Giant, geologically complex heavy-oil fields can take decades to develop, so development decisions made early in the life of the field can have long-range implications. Decision and risk analysis (D&RA) is often needed to make decisions that will maximize the risk-adjusted economic benefit. Unfortunately, in large fields, D&RA can be very challenging because of the large number of variables and the endless number of development and expansion scenarios to analyze. The time needed to complete a D&RA can become prohibitive when full-field reservoir simulation is the main tool for forecasting primary production and well count, with one simulation taking many hours or days to complete.
This paper describes two new methods developed to overcome these challenges for a specific depletion-drive heavy-oil reservoir: a method for optimally populating a model with hundreds of horizontal wells, and a method to optimize expansion decisions quickly and directly. The utility of these tools has not been determined for other reservoirs and/or recovery mechanisms.
A semiautomated spreadsheet-and-simulation method was developed to quickly place and select hundreds to thousands of hypothetical/future horizontal wells in a multimillion-gridblock model. Because the method automatically accounted for all model static properties and their effects on dynamic production response, the hypothetical wells had productivity characteristics very similar to the actual drilled wells placed in the model.
A multivariate nonlinear interpolation method was developed that enabled full-field forecasts—for any combination of acreage allocation, well count, drilling order, and field rate constraint—to be calculated in less than 5 seconds, compared to approximately 20 hours for traditional simulation. Extensive validation work showed that well count and production curves from the spreadsheet virtually overlaid those obtained using traditional simulation of the particular expansion scenario. Such close agreement was possible because the basis of the spreadsheet forecast was utilization of traditional simulation forecasts from a handful of relevant cases.

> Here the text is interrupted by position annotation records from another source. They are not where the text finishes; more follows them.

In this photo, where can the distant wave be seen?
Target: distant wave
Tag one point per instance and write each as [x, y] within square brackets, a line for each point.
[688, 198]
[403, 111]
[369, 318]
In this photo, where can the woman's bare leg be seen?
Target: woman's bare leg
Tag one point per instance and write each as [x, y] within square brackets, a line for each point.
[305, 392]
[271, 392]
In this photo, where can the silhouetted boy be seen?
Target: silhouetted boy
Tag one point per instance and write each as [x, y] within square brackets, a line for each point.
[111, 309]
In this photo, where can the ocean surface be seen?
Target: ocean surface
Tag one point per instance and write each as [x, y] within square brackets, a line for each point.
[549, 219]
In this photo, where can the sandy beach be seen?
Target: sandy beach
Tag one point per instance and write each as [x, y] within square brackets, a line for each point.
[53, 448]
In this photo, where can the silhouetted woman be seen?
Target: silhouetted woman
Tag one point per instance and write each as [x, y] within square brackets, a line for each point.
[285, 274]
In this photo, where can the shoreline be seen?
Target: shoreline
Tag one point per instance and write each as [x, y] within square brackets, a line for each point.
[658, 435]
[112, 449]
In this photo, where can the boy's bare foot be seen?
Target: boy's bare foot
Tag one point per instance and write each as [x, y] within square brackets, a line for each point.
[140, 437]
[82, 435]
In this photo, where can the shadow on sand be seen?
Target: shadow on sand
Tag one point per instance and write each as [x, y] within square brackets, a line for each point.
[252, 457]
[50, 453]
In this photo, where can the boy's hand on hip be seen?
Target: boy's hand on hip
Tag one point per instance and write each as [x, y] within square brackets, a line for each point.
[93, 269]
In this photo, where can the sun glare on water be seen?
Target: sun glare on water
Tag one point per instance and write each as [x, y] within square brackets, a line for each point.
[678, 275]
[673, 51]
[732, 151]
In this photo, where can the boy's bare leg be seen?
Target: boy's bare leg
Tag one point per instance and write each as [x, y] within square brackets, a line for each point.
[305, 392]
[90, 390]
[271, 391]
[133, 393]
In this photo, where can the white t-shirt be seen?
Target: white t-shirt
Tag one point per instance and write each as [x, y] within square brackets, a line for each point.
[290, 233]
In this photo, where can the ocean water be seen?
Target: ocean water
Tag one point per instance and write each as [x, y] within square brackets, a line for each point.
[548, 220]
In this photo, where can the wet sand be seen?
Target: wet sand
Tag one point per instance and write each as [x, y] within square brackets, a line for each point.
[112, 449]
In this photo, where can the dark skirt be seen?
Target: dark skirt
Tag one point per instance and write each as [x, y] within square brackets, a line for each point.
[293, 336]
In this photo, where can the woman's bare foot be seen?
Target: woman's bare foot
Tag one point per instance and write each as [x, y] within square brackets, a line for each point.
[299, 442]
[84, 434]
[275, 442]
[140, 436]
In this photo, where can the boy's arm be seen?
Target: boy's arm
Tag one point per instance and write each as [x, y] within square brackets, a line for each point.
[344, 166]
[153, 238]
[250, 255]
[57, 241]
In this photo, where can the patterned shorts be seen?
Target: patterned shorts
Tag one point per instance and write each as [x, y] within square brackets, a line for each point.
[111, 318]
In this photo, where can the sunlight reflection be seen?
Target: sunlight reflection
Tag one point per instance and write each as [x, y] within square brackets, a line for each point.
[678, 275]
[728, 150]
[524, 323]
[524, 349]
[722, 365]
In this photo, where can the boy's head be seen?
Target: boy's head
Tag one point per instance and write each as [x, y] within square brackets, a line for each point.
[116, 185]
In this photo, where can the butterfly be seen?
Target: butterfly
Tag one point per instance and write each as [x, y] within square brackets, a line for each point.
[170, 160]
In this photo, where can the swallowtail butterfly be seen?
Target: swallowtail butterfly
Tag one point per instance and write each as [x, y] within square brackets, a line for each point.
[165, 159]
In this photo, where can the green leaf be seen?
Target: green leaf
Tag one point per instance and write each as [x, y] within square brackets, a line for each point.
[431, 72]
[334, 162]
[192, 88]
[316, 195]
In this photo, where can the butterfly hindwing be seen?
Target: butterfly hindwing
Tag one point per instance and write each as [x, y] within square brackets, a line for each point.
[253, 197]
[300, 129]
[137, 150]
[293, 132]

A key breakthrough beyond just fast forecasting was the coupling of the following three components inside the same spreadsheet: the fast forecasting method, calculation of an economic indicator/objective function (NPV), and commercial optimization tools. This linkage made possible, perhaps for the first time (at least at this scale), realization of direct optimization of any development scenario in a matter of minutes to a few hours, depending on the number of variables being optimized.
The field in question was a giant extra heavy-oil accumulation covering hundreds of square miles and containing billions of barrels of 7 to 9ºAPI gravity oil trapped in shallow (1,500 to 3,000 ft) sandstone reservoirs of Miocene age (Fig. 1). The major reservoir sands were deposited in fluvial and fluviotidal channel systems. Reservoir properties were excellent, with porosity values of up to 36% and permeability values of up to 30-40 darcies. The gross interval was divided into three independent reservoir intervals by thick shales and further subdivided into a total of 12 sands. The variations in depth and oil gravity resulted in variations in pressure, temperature, solution gas/oil ratio (GOR), and oil viscosity (in-situ live-oil viscosity ranged from 1,000 to 10,000 cp). An upgrader was built to partially refine the crude.
The upgrader capacity limited maximum production rate, and the contract term limited the production duration; combined, these defined the maximum that could be produced under the project scope. Whether this maximum would be achieved was contingent on drilling sufficient wells to fill the upgrader for the whole term. The ultimate number of wells required would depend on the performance of these wells, which in turn would depend on their locations, the reservoir and oil quality encountered, and the operating constraints imposed by artificial lift methods, pipeline pressures, and facility capacities.